Information security classifications are designed to categorise UQ’s information assets (physical or digital) based on its confidentiality, availability and integrity needs. A holistic, risk-based approach will consider the impact a compromise to the information asset might have on the University’s broader profile.
All data and information at UQ must have an information security classification applied.
See which information security classification to apply
Information Security Classifications are typically applied during the ‘create, capture and classify’ stage of the information lifecycle.

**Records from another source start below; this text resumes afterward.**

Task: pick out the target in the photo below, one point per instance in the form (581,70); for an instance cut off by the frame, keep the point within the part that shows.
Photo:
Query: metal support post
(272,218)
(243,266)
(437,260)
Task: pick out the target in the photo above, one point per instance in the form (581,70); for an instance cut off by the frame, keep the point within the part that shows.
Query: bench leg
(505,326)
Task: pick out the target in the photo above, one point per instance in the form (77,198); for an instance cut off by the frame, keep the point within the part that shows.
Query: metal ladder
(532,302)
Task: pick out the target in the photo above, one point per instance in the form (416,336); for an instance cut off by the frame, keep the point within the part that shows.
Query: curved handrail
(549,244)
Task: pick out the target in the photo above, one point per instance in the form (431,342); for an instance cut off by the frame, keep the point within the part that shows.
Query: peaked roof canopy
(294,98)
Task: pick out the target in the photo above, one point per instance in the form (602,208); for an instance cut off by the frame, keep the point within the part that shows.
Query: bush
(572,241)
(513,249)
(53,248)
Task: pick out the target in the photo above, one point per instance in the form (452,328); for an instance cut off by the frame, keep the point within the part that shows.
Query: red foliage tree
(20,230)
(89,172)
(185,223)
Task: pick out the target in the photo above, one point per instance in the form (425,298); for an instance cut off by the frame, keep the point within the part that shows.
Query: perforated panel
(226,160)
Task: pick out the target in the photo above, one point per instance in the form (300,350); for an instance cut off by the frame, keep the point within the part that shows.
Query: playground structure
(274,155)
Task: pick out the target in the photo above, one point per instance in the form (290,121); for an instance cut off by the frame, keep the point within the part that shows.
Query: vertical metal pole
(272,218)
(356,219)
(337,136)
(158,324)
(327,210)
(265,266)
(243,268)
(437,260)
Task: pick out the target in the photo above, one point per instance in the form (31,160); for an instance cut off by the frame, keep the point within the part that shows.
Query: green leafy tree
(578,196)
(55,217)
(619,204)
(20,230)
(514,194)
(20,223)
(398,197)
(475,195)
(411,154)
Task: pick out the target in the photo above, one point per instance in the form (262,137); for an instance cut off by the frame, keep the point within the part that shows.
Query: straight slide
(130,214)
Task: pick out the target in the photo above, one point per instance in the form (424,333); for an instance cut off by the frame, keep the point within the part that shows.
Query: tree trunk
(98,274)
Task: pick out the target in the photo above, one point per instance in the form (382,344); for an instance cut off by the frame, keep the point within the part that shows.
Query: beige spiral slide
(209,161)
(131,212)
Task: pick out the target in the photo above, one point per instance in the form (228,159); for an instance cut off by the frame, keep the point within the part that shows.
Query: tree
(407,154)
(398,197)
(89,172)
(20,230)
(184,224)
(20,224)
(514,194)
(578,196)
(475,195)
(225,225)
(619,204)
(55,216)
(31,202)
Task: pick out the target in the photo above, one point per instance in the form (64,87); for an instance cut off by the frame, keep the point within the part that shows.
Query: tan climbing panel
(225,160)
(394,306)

At UQ, the following information security classifications exist:
| Classification | Description | Example data types |
|---|---|---|
| OFFICIAL - PUBLIC |
Information that if breached owing to accidental or malicious activity would have an insignificant impact. The information is authorised for public access, however it may not be made available in the public domain. |
University strategy; published course outlines; academic calendar; published research data. |
| OFFICIAL - INTERNAL |
Information that if breached owing to accidental or malicious activity would be unlikely to cause harm to UQ, another organisation or an individual if released publicly. The information has a restricted audience, and access must only be authorised based on academic, research or business need. |
Identity information of staff members or students (e.g. employee number or position title); internal correspondence; business unit process and procedure; team leave calendar. |
| SENSITIVE |
Information that if breached owing to accidental or malicious activity could reasonably be expected to cause harm to UQ, another organisation or an individual if released publicly. The information has a restricted audience, and access must only be authorised based on strict academic, research or business need. |
Student and staff human resources data (e.g. Tax File Numbers, passport details, bank account details); organisational financial data; exam material; exam results; unpublished research data. |
| PROTECTED |
Information that if breached owing to accidental or malicious activity could reasonably be expected to cause serious harm to UQ, another organisation or an individual if released publicly. The information has a restricted audience, and access must only be authorised based on very strict academic, research or business need. |
Health records; personal data regarding persons under the age of 18; credit card data; commercially significant research results. |
The way information is then handled, shared, protected and treated is dependent upon its information security classification.
-
Refer to the Information Security Classifications Procedure and Data Handling Procedure for more information.
-
See Where to store your files and information for more information on what storage solutions are appropriate for different information security classifications.
Why are information security classifications important?
Information security classifications inform the implementation of appropriate security and other mechanisms to control the information from being leaked, manipulated or becoming unavailable.
Which information security classification should you apply?
Follow the decision tree to determine which information security classification you should apply:
Information security classification decision tree (PDF, 81.8 KB).
Information security classifications in Office 365
UQ is in the process of rolling out Office 365 Sensitivity Labels in Office 365.
Office 365 Sensitivity Labels are persistent labels assigned to an Office 365 document or email, that indicate its Information Security Classification. Additional controls to protect the information (e.g. encryption, restriction on access/sharing) are also applied to some labels.
This will help protect information and enable better clarity over the confidentiality of documents.